One of the great strengths of the volume is its juxtaposition of the
normalization of drug use against historical moments of prohibition. For
instance, with films like Chappaqua (1966) and Easy Rider (1969), Boyd
maps important shifts in drug discourse, emphasizing the normalization
of recreational drug use apparent in the countercultural movements of
the 1960s, followed by a wave of backlash films that include The French
Connection (1970) and Panic in Needle Park (1971). She also introduces
the regulation of addiction through treatment models which emphasize
self-discipline and self-control as a mechanism of governance and
state building. Employing drug users and dealers as key foils to proper
citizenship, she argues that drug films historically have reaffirmed the
white heterosexual nuclear family as the building block of national identity.

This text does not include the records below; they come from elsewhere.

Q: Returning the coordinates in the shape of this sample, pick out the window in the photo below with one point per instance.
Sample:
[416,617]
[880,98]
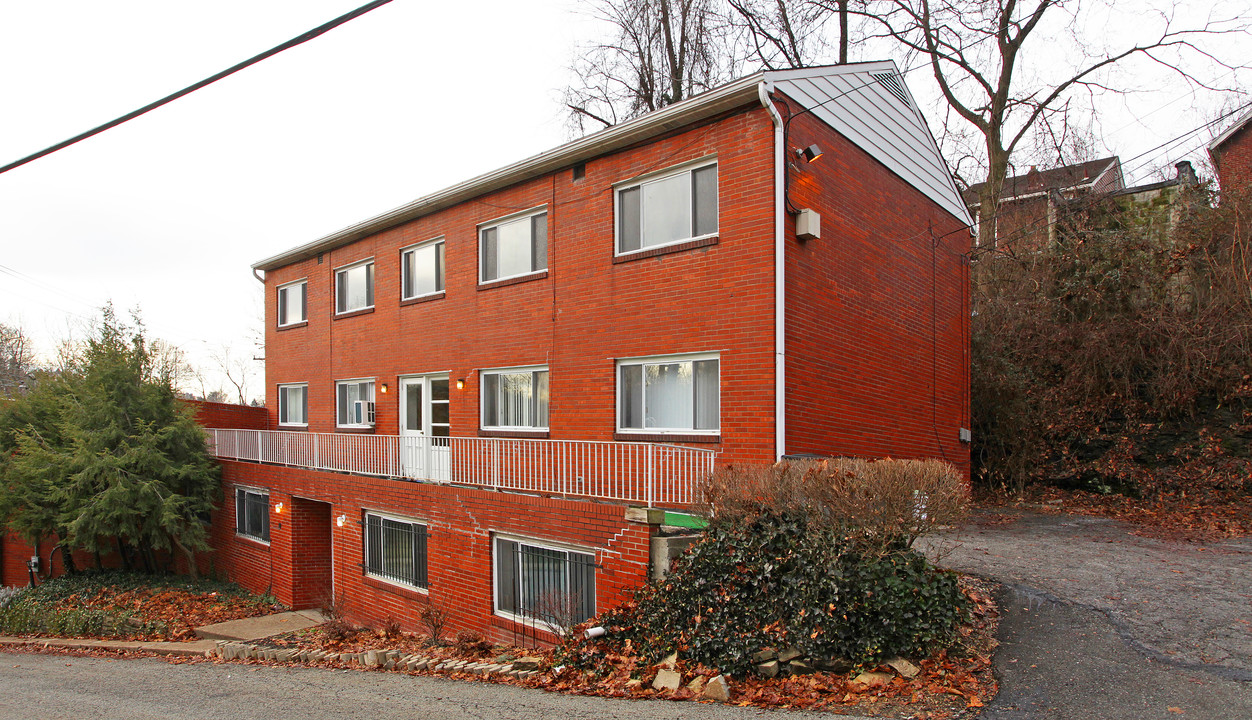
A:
[422,269]
[354,287]
[293,405]
[675,207]
[513,247]
[292,303]
[669,395]
[515,398]
[396,550]
[354,403]
[551,585]
[252,514]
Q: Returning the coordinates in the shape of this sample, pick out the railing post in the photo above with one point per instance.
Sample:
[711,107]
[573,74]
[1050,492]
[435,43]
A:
[651,477]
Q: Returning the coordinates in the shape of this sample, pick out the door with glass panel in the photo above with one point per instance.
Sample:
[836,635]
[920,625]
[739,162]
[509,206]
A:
[423,427]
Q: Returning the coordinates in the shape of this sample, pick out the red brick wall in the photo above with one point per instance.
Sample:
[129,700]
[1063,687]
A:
[878,312]
[586,312]
[1233,160]
[461,524]
[229,416]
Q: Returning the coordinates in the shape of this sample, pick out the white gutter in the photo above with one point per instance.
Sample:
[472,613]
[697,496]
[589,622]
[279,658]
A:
[779,276]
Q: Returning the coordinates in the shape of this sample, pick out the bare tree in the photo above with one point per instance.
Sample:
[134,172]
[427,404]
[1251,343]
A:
[16,360]
[1007,89]
[659,53]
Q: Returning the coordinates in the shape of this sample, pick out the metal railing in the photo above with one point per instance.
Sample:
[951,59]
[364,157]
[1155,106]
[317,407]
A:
[642,472]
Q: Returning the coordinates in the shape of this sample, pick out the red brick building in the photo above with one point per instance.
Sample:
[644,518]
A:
[1232,155]
[476,398]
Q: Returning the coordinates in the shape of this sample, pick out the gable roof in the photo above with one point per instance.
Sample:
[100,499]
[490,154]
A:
[865,102]
[1230,132]
[1066,178]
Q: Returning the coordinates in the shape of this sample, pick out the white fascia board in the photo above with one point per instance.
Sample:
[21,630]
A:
[1230,132]
[715,102]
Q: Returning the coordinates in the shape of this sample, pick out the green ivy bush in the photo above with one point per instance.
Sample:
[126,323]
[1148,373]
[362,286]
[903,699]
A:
[783,582]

Within this framework, Boyd points to several key conventions in
the representation of race, class and gender. For example, she demonstrates
how depictions of women’s drug use are consistently sexualized
and often bound up with notions of maternal unfitness. The relationship
of both gender and whiteness to images of drug use is epitomized in a
scene from Traffic where a white middle class girl’s addiction and sexual
corruption is depicted via a young black male drug dealer. Alongside
this limited ideological framework, Boyd emphasizes how controlled
use is rarely depicted and treatment, when invoked, is part of a mandatory
criminal justice/punishment matrix. She also contends that the addiction
as disease model, which is predominant in cinema, is limited by
its disregard for a confluence of social, political, cultural, and economic
factors which shape drug use.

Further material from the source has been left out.